De improviso, la ayorea rompió el silencio y preguntó:
–¿Qué están pensando? Ustedes parecen desorientados; lo que para nosotros es la plenitud y libertad de la selva, para ustedes es motivo de angustia, temor e incertidumbre.
–¿Qué significa la plenitud y libertad de la selva? –preguntó Domingo.
Ella se levantó, miró a su bebé en la hamaca y dijo:
–Él está durmiendo tranquilo. Es un niño de la selva y los Espíritus lo cuidan. Nosotros somos parte de la naturaleza y la naturaleza es parte de nosotros. Ustedes –y apuntó el dedo hacia nosotros– difícilmente pueden comprender la fascinación y los misterios de la vida silvestre. Yo veo en los rostros de ustedes síntomas de preocupación, leo en sus ojos dudas y desesperanza, intuyo en sus mentes un remolino de preguntas y temores. Se sienten atrapados en un laberinto sin salida.

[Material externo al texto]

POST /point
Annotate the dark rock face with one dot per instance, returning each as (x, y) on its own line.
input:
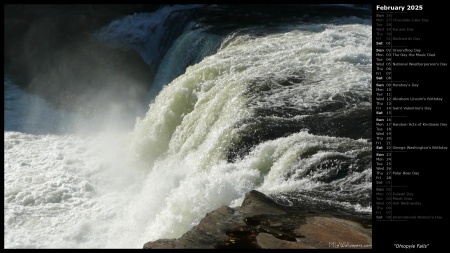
(50, 51)
(261, 223)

–Es cierto –comentó el tractorista Luis–. Yo me siento perdido. No sé si lograremos sacar mañana el tractor del hoyo. Nadie puede auxiliarnos porque nadie transita por este sendero.
La ayorea Natuah interrumpió bruscamente a Luis, afirmando:
–Es preciso mirar la realidad con nuevo abordaje y asumir otros valores. Aquí el dinero no vale nada. Para ustedes el dinero suele estar en primer lugar y creen que con él pueden comprar todo y conseguir la felicidad –agregó la ayorea.
–Es verdad –dijo Domingo–. ¿De qué nos sirve el dinero?
Sacó de su bolsillo varios billetes y los extendió sobre la lona. Los miró atentamente y sentenció:
–Aquí el dinero no vale nada.
Natuah, que miraba atentamente, agarró con las dos manos un billete de diez mil guaraníes, nos lo mostró y repitió la frase de Domingo:
–Este dinero aquí no vale nada.
Y lo arrojó al fuego. Nosotros observamos mudos como las llamas devoraban el billete.
¡Qué lección nos dio Natuah aquella noche de marzo de 1993!
Cuando los primeros rayos del sol acariciaron nuestros rostros dormidos, Natuah se levantó, se puso en medio del círculo y dijo:
–Debemos agradecer a Dupade (el Gran Espíritu) y a Pioi (el Fuego) por su protección.
Luego hizo unos gestos sagrados hacia los cuatro puntos cardinales, cantando una oración de agradecimiento al Gran Espíritu.
–Y ahora –agregó con voz imperiosa–, a trabajar para destrabar el tractor.
En menos de lo previsto y utilizando el molinete con otra tecnología, logramos recuperar el tractor, continuar el camino y llegar a la aldea de José Iquebi, donde permanecimos varios días, aprendiendo de la sabiduría de los hombres y mujeres de la selva.
Después de veinticuatro años de aquella inolvidable experiencia, llegó a mis manos un excelente libro de Michael Sandel, profesor de Filosofía Política en la Universidad de Harvard: Lo que el dinero no puede comprar. Es un atento análisis del significado del dinero en el mundo contemporáneo y abre un debate muy oportuno sobre la economía de mercado que, sin que nos demos cuenta, crea una sociedad cuya obsesión por el dinero carece límites y tiene consecuencias impredecibles. En un próximo artículo comentaré más extensamente el pensamiento de este autor.
Bibliografia
Michael Sandel: Quello che i soldi non possono comprare. I limiti morali del mercato, Milán, Feltrinelli, 2015.